The paradox of social media is how much we depend upon it. Street art is particularly linked in fact it’s probably co-dependent. In fact this is probably true with most types of art! It doesn’t really matter. If you’re an artist and you’re not on social media then you’re probably either in the minority. Either that or you have such a strong collection of private buyers that you just don’t need it.
It was this theme that prompted a group of artists from around the world to showcase their own takes on this ‘social paradox’ at an exhibition in London’s Stolen Space Gallery. All given the same brief, a simple phrase, they managed to create their own interpretations in their own style.
The Social Paradox at Stolen Space
“The technology built to bring us closer to the people furthest away, is taking us further away from the people closest to us.”
It’s that quote from the founders of the Calio app Ramy Al-Kadhi and Latif Baluch that was sent to the artists for them to do what they wanted with it.
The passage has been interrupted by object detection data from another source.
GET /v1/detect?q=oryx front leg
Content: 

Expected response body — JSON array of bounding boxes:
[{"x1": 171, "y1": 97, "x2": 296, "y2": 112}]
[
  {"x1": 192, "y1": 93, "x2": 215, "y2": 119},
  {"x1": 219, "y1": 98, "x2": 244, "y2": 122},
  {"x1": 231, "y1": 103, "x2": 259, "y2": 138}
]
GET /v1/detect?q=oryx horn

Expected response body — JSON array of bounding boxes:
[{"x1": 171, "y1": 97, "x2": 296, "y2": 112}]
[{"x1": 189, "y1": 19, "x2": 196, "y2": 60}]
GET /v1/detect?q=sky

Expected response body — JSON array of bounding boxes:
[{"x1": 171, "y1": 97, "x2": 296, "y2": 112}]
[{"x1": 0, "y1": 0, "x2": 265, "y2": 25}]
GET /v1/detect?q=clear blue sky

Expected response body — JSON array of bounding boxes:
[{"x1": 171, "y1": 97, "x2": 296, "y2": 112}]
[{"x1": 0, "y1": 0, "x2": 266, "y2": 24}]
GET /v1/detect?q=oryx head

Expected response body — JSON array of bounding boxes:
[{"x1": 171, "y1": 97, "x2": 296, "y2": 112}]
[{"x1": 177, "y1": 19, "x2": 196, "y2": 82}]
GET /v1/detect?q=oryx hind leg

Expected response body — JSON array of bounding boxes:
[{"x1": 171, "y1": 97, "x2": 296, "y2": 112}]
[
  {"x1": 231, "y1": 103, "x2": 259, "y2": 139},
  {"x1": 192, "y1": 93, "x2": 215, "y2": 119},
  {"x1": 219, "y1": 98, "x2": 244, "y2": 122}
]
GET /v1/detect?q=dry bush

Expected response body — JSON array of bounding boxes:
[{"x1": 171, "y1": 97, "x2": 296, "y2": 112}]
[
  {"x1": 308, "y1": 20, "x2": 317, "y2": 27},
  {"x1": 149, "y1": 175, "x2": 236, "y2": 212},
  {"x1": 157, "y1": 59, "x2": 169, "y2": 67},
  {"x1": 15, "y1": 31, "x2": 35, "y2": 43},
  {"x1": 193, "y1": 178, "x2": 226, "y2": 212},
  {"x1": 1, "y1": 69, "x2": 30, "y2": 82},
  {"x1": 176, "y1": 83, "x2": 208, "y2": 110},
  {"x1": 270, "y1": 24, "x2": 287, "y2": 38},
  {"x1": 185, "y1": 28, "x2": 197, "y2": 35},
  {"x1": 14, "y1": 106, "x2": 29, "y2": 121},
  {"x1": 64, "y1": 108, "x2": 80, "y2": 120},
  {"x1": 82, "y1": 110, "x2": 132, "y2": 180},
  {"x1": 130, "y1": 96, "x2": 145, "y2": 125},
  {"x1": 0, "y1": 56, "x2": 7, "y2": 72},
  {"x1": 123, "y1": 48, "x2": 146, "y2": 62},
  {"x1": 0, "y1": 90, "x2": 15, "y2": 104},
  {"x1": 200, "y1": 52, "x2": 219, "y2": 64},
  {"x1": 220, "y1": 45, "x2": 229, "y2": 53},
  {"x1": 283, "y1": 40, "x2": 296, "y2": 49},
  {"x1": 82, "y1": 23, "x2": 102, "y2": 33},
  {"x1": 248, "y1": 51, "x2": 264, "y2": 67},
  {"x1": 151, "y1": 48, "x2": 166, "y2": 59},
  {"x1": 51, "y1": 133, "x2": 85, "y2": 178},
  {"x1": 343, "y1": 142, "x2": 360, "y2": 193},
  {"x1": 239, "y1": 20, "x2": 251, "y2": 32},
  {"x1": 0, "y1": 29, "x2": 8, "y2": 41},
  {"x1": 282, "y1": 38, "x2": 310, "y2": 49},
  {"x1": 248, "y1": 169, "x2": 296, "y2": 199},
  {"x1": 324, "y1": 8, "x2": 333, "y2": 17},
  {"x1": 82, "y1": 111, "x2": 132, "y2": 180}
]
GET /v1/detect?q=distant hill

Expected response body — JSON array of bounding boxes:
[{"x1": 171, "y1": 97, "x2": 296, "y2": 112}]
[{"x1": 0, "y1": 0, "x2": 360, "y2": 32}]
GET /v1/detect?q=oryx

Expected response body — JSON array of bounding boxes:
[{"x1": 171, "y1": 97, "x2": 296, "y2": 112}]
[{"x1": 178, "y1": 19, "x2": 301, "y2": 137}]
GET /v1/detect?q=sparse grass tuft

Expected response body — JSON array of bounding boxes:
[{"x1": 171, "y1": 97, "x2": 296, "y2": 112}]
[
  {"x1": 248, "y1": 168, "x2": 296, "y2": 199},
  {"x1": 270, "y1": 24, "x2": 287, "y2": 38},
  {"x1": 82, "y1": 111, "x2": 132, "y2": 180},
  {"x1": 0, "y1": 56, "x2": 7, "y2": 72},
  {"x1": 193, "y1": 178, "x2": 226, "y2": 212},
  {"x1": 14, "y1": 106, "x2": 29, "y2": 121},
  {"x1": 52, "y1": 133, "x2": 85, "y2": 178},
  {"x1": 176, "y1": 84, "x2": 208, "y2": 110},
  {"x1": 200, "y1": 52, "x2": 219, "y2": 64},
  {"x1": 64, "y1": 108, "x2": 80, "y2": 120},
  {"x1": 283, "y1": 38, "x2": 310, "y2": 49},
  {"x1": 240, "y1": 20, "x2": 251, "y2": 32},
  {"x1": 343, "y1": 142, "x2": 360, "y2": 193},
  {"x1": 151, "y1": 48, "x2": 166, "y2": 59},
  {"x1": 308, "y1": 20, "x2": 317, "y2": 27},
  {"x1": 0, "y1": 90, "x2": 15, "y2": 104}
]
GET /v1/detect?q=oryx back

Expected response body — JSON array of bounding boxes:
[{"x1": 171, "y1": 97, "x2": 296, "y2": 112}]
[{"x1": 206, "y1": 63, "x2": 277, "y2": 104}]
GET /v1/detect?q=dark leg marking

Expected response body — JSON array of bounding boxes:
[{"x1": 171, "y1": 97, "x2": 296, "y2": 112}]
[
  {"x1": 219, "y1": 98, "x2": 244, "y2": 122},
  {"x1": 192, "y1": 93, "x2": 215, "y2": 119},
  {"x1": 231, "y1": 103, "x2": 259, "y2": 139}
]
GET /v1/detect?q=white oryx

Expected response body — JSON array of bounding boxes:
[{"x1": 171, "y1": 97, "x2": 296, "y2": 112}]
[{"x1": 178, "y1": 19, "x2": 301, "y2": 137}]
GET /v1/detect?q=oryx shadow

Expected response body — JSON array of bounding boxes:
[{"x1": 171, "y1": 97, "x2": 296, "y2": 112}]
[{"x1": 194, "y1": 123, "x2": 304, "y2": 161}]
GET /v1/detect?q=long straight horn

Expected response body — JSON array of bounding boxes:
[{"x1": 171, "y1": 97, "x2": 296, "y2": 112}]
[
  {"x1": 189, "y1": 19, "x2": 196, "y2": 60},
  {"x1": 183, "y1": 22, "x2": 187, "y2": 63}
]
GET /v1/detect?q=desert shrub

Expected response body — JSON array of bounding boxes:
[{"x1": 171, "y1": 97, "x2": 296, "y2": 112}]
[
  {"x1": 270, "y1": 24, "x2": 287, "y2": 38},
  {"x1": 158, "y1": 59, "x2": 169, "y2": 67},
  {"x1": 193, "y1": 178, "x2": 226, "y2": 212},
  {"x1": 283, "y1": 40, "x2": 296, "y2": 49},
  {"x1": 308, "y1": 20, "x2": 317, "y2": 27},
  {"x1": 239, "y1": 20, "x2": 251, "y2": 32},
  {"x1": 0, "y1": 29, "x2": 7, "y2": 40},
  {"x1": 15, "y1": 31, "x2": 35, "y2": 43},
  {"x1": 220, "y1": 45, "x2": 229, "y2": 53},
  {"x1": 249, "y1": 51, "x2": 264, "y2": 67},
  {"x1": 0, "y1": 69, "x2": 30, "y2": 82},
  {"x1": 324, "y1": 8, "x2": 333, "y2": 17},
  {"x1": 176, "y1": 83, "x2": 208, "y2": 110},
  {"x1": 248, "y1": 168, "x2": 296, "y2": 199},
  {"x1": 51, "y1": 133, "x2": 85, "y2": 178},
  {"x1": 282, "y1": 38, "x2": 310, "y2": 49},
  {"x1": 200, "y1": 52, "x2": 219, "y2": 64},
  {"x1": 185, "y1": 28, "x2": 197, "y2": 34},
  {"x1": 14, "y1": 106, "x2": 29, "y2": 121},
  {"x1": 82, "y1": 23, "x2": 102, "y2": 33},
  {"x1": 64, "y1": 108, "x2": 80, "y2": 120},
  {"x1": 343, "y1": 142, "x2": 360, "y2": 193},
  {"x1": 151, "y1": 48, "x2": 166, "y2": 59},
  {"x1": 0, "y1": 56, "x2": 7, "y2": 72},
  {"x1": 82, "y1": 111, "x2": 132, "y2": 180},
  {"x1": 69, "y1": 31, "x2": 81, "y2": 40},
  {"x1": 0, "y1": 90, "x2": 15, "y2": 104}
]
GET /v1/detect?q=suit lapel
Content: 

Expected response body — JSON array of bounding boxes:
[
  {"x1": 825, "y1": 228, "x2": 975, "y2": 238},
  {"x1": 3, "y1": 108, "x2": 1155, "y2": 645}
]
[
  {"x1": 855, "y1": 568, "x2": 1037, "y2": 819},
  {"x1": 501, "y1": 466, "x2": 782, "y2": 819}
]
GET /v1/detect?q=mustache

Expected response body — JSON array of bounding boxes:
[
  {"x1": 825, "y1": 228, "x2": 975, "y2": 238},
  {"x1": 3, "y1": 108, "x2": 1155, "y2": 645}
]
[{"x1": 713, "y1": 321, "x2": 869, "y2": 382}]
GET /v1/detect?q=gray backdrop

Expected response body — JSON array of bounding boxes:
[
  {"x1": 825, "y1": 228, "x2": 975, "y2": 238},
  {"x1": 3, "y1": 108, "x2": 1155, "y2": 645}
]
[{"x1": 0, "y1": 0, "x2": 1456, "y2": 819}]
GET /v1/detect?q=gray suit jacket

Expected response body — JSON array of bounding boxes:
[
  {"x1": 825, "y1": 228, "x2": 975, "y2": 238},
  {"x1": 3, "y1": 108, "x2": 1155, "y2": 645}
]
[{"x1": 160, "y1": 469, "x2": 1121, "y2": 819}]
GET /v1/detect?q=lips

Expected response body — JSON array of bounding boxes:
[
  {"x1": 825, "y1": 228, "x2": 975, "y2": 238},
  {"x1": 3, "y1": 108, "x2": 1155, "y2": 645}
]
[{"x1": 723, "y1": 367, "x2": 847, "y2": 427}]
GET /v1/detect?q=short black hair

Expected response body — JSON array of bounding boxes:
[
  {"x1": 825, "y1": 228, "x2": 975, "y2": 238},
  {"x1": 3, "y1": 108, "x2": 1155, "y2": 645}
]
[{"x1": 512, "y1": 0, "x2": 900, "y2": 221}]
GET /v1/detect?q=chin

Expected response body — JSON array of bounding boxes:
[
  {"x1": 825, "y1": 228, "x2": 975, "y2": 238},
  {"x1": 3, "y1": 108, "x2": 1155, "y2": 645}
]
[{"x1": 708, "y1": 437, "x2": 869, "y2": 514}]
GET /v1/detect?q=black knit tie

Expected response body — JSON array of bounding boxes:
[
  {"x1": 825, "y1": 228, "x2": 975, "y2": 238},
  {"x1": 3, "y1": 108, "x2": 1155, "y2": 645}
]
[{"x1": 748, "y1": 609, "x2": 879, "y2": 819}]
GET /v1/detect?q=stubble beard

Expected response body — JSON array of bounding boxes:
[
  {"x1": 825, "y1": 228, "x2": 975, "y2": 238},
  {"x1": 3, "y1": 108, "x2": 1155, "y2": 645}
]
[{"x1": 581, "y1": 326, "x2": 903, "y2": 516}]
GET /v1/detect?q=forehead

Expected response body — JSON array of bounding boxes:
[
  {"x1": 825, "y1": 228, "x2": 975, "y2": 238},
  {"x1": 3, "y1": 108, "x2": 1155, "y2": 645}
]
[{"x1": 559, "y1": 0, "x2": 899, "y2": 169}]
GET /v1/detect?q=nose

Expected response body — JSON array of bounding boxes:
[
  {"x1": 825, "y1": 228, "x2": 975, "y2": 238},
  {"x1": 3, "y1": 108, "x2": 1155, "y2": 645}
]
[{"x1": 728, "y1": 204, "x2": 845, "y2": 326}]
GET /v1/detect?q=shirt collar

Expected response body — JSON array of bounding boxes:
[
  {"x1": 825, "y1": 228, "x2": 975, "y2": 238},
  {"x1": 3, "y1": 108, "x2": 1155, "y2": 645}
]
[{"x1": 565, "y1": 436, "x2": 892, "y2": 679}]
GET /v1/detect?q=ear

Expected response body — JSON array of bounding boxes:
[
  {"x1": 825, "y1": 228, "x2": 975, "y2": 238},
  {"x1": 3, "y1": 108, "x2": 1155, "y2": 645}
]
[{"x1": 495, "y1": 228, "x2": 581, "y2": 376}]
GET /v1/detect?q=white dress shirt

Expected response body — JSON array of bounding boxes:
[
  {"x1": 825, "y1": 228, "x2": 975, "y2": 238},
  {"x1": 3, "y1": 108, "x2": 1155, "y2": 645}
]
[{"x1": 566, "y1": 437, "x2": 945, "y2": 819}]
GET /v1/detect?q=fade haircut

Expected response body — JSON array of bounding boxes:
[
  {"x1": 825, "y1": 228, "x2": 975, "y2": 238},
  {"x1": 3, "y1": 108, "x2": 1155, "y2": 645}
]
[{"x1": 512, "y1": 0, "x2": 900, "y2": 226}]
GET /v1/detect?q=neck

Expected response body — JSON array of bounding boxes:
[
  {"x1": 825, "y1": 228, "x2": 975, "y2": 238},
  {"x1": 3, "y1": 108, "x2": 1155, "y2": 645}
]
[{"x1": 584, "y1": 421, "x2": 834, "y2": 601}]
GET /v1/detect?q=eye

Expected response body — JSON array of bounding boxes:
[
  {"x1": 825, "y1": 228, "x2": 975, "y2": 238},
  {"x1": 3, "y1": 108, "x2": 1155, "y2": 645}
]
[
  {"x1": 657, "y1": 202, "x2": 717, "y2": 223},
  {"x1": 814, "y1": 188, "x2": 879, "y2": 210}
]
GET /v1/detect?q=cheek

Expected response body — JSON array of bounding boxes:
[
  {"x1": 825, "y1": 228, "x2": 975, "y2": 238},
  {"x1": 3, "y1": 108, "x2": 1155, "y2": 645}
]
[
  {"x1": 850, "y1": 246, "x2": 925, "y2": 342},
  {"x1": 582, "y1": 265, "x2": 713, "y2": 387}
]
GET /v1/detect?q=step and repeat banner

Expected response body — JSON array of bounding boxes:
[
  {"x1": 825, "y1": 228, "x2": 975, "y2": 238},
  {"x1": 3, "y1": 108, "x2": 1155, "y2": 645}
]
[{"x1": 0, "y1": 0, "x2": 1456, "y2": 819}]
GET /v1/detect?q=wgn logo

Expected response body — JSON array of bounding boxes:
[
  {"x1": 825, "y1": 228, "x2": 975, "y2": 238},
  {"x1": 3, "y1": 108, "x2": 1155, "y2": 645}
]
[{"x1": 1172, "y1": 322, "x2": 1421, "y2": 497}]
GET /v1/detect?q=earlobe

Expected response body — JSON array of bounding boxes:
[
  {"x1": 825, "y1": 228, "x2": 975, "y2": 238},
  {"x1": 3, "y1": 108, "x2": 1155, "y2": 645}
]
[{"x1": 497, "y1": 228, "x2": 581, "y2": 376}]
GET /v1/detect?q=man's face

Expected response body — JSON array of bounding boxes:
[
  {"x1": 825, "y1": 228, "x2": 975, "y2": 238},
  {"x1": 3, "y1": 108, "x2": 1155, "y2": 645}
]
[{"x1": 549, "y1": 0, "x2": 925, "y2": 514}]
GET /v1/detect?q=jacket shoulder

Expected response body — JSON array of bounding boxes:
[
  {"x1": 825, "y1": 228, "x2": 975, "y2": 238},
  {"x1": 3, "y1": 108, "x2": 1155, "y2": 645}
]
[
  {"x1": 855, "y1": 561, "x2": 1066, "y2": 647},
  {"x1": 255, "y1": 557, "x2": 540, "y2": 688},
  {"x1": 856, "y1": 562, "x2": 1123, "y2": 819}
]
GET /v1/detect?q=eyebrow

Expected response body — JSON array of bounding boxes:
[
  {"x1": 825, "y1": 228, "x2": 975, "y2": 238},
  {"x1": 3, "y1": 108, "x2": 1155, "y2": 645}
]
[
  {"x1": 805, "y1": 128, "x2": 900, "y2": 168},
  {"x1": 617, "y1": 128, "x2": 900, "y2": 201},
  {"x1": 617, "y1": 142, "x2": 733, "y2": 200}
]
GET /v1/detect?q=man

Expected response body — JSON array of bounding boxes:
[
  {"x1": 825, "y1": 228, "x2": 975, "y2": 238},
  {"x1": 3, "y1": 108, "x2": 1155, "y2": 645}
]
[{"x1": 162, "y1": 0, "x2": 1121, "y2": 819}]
Calio is the tech start-up who commissioned the work. Their personal calendar app is designed to make it easier for people to meet up. They had been mulling over the irony of how difficult it is for people to connect these days. This despite technology seemingly making it easier.
The paintings themselves look at the way people interact in social media in all of it’s different forms. It featured a number of artists both familiar and new to us here on Inspiring City. In particular the work of iheart and Nafir stood out. Iheart from Vancouver has become famous for his often shared image of a young boy crying on account of his lack of followers. Nafir meanwhile is a stencil artist. He operates out of Iran and keeps his identity secret. His work often disappears soon after it appears on the streets of Tehran.
Social Media Embedded in our Daily Lives
Beyond those artists, the Italian artist Millo is well known to this blog. We even interviewed him a few years ago here. The likes of Martin Whatson, the London Police, Mau Mau, Word to Mother, Joe Lurato, Mad Steez and Myneandyours also contributed works.
“Social media is so deeply embedded in our daily lives. I felt it was unfair for it to be exempt from any mockery” explained iheart. “It’s sad to think that the technology that has made us privy to every waking moment of each other’s lives is also the wedge that drives us further from the people peripheral to our screens.
The Social Paradox exhibition ran at the Stolen Space gallery from 23-26 November 2017. It was curated by StreetArtNews and commissioned by Calio. We visited the exhibition on 26 November 2017.